Control scraping speed to avoid overwhelming target websites.

Settings

  • Requests per second — maximum scrape requests per second per domain
  • Concurrent connections — maximum simultaneous connections
  • Retry attempts — how many times to retry a failed scrape

graph8 automatically respects robots.txt directives on target websites.

Data Handling

Configure how scraped data maps to your records.

Field Mapping

Scraped data can populate:

  • Company fields — website description, industry, technologies, employee count
  • Contact fields — job title, social profiles, bio

Data Quality

  • graph8 deduplicates scraped data against existing records
  • New data only fills empty fields unless you enable overwrite mode
  • All scraped data is logged for audit purposes

Frequently Asked Questions

Does graph8 respect robots.txt?

Yes. graph8 follows robots.txt directives by default. Pages disallowed by robots.txt are not scraped.
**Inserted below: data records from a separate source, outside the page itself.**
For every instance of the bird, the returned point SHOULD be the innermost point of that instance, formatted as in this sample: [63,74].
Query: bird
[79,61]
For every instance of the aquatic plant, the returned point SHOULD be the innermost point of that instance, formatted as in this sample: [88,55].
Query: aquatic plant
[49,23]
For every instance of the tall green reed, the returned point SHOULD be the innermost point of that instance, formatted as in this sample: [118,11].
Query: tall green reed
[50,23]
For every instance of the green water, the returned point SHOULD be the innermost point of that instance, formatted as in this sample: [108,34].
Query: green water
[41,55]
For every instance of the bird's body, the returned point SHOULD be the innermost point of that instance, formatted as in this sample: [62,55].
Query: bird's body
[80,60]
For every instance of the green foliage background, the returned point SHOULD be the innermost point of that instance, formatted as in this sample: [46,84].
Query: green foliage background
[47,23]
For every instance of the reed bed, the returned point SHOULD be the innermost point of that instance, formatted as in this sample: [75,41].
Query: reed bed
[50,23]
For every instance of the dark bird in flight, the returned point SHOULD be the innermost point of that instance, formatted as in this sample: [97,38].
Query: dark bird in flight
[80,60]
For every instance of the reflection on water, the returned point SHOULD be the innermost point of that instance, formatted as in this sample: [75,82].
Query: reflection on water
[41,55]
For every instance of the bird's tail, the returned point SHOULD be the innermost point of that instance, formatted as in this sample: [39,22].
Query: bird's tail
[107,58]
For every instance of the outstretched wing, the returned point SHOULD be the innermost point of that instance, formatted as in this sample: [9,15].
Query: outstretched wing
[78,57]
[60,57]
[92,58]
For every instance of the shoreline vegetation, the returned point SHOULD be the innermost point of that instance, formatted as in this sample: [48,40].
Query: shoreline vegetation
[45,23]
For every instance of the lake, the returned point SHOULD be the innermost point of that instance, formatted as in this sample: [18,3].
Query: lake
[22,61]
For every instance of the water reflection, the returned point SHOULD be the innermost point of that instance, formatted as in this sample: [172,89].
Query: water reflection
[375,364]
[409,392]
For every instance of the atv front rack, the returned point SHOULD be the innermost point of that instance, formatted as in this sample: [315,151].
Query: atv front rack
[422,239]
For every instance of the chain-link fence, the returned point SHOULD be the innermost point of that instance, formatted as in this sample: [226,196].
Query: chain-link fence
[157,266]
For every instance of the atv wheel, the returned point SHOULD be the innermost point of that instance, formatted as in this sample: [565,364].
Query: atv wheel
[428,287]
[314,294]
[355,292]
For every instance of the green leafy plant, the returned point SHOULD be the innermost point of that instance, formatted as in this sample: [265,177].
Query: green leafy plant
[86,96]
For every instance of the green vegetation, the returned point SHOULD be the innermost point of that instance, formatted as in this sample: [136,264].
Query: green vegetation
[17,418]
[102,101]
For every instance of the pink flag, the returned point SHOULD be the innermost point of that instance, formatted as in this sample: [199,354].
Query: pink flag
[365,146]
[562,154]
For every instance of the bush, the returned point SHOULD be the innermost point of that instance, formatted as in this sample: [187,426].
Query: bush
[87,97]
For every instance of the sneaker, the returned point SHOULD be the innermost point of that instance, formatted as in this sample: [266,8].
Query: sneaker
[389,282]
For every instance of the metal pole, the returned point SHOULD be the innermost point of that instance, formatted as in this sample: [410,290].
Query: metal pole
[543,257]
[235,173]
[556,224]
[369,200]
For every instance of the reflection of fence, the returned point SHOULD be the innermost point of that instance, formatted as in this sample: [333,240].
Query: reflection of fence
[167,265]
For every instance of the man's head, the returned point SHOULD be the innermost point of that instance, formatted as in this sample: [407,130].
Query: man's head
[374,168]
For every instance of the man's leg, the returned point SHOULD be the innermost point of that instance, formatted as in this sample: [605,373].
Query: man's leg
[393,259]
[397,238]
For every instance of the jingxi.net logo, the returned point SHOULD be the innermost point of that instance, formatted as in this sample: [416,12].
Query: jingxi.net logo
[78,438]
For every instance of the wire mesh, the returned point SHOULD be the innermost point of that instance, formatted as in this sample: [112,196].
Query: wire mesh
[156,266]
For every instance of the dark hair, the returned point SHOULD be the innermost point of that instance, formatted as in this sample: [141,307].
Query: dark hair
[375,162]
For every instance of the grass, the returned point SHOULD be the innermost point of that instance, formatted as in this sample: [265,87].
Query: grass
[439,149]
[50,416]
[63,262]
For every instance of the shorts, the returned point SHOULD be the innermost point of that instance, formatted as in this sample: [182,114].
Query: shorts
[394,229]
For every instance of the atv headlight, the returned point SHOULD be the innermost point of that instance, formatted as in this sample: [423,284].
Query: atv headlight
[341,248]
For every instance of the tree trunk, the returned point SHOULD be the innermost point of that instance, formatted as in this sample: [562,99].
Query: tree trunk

What happens if a scrape fails?

Failed scrapes are retried based on your retry settings. After all retries are exhausted, the URL is logged as failed and skipped until the next scheduled run.

Can I schedule scraping?

Scraping runs as needed (e.g., when a new company is added or during enrichment). Recurring schedules can be configured for batch operations.

Will scraping affect my website’s performance?

graph8 only scrapes external websites (your prospects’ sites), not your own. Rate limits ensure scraping doesn’t overload target sites.


Tip: Start with conservative rate limits and increase gradually based on your needs.